Data collected about how a customer reacted (or didn’t react) to an email can be used to inform continued efforts to re-engage across other, more effective channels for that individual. How might this work, you ask?
Chad S White, a research director and the author of Email Marketing Rules has a few ideas:
“Email data might show that a customer opened your message, clicked on your offer, but failed to convert. You can then re-market to that person using SMS notifications or CRM ads, increasing recall and giving them another opportunity to convert. Email addresses are a key customer identifier and that email is a key engagement channel. Brands should use their email database to power digital ads, including the targeting of lookalikes, and use the performance of email subject lines, calls-to-action, and other content to inform the words and images used in ads, catalogs, and elsewhere. At the same time, pull product reviews, social media posts, and other earned media into your emails. The de-siloing of email marketing is a major trend. Make sure you’re integrating email with your other marketing channels, and vice versa.”
All of the data collected in an individual’s Digital ID helps to build their unified profile, thus allowing for increasingly relevant and effective interactions over time and channels – in other words, for an omnichannel marketing experience.

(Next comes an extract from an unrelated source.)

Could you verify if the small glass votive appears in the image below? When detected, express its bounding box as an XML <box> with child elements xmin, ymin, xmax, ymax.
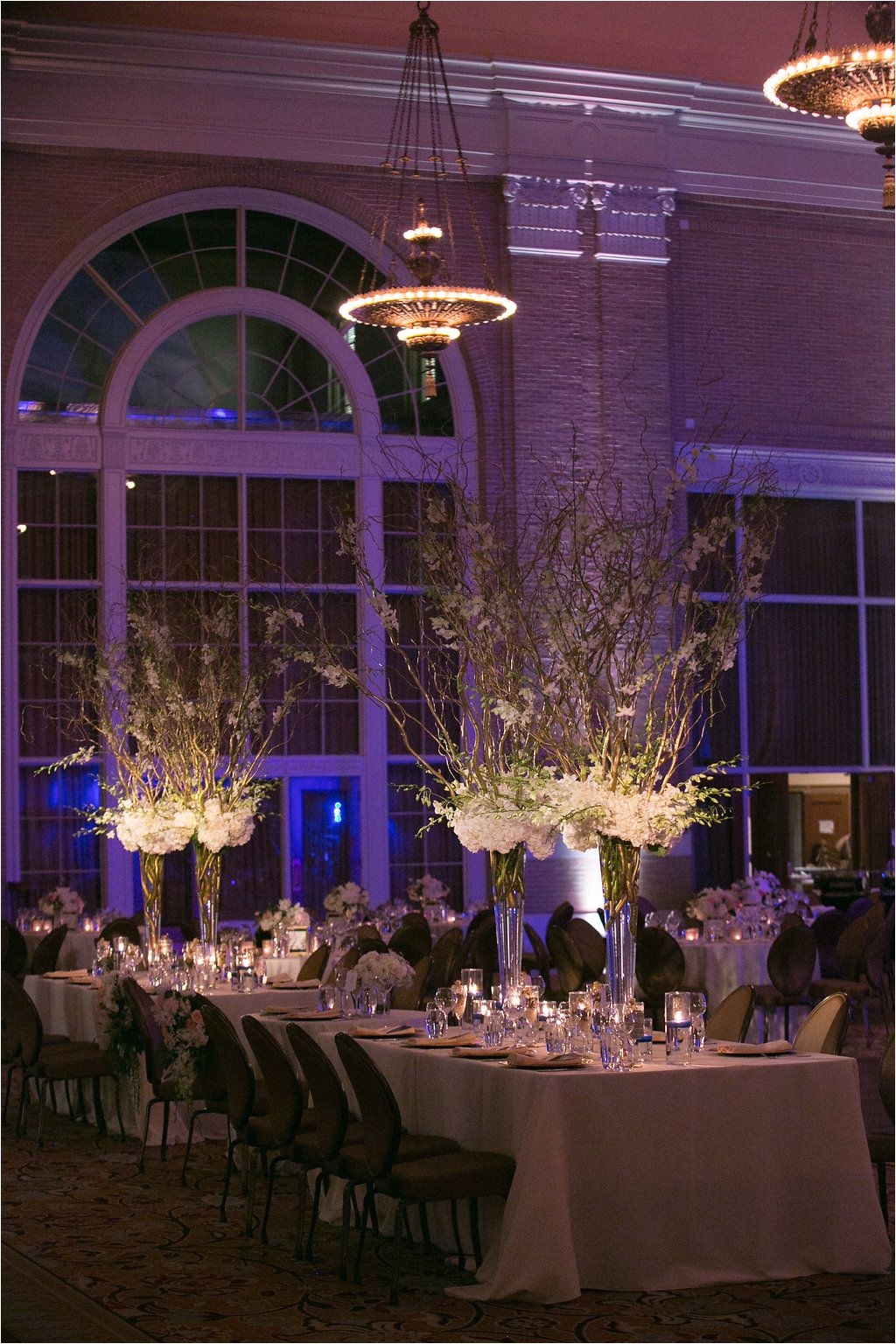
<box><xmin>665</xmin><ymin>989</ymin><xmax>693</xmax><ymax>1065</ymax></box>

Adam Q. Holden-Bache, an email Marketing expert and the author of How to Win at B2B Email Marketing makes the following recommendations:
“Aside from email marketing, the email address can be used for postal appending (to gather the consumer’s mailing address), social appending (to gather a consumer’s social channel profiles), and for serving targeted ads. With an email address, a marketer has an arsenal of options to learn the who, what, where, and when about each consumer, and can use that information for more targeted and relevant messaging. An email address with accompanying profile data can be used to create personalized segments and message content, which results in a more relevant message. And increased relevancy means increased conversions.”

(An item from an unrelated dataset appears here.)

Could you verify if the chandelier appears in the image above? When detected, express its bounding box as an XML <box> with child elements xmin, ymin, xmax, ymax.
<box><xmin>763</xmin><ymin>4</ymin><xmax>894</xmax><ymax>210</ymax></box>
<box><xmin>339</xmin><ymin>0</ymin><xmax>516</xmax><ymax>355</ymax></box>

Increased relevancy is in itself the greatest challenge: crafting messaging and using data and recipient behavior to create a personalized experience. While platforms are improving to help marketers with this task, it still requires a lot of effort to collect data, establish strategy and workflows, set up campaigns and automations, test, integrate tracking methods, deliver and analyze results.

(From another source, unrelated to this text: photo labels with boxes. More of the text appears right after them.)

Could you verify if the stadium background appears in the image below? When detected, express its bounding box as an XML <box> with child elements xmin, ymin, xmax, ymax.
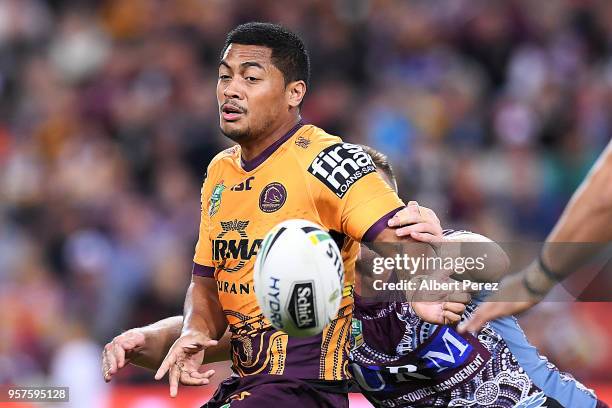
<box><xmin>0</xmin><ymin>0</ymin><xmax>612</xmax><ymax>407</ymax></box>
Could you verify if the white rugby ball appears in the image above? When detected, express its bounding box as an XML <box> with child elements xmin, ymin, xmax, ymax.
<box><xmin>253</xmin><ymin>219</ymin><xmax>344</xmax><ymax>337</ymax></box>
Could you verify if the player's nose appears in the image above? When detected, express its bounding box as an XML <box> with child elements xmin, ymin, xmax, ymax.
<box><xmin>223</xmin><ymin>80</ymin><xmax>242</xmax><ymax>99</ymax></box>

Still, recipients have acknowledged that more personalization generates better engagement and responses, and if marketers can deliver a high level of relevant messaging, their results should be impressive.
Ultimately, the ability to unify all available data about a customer, and retarget them across all channels is all made possible only by data stemming from their email addresses.
Wrapping up
An omnichannel strategy is a great general goal for marketers to have, but email is the sole key to getting there. If omnichannel is the roof under which all customer’s shopping experiences are housed, email is the foundation that those experiences must be built upon.
For marketers, to get beyond using ‘omnichannel’ as an aspirational buzzword, we must start to build out our entire channel’s strategy around a unifying element; the central piece of information that serves as a gateway to understanding our customers – that’s the Digital ID.
The pinnacle of email marketing success today truly is optimizing via automating – leveraging, augmenting, and ultimately trusting technology to target customers as individuals.
Omnichannel excellence is more than achievable for every company regardless of size, stature, or resources. The path to omnichannel is more about strategy than anything, and that begins with email, leveraging the Digital ID at the core.
Digital marketers who use email addresses as the central unique identifier for each customer, building up information around them as data is accumulated then using that information to deliver personalized brand interactions across multiple channels, will enjoy a breakout 2018 and beyond.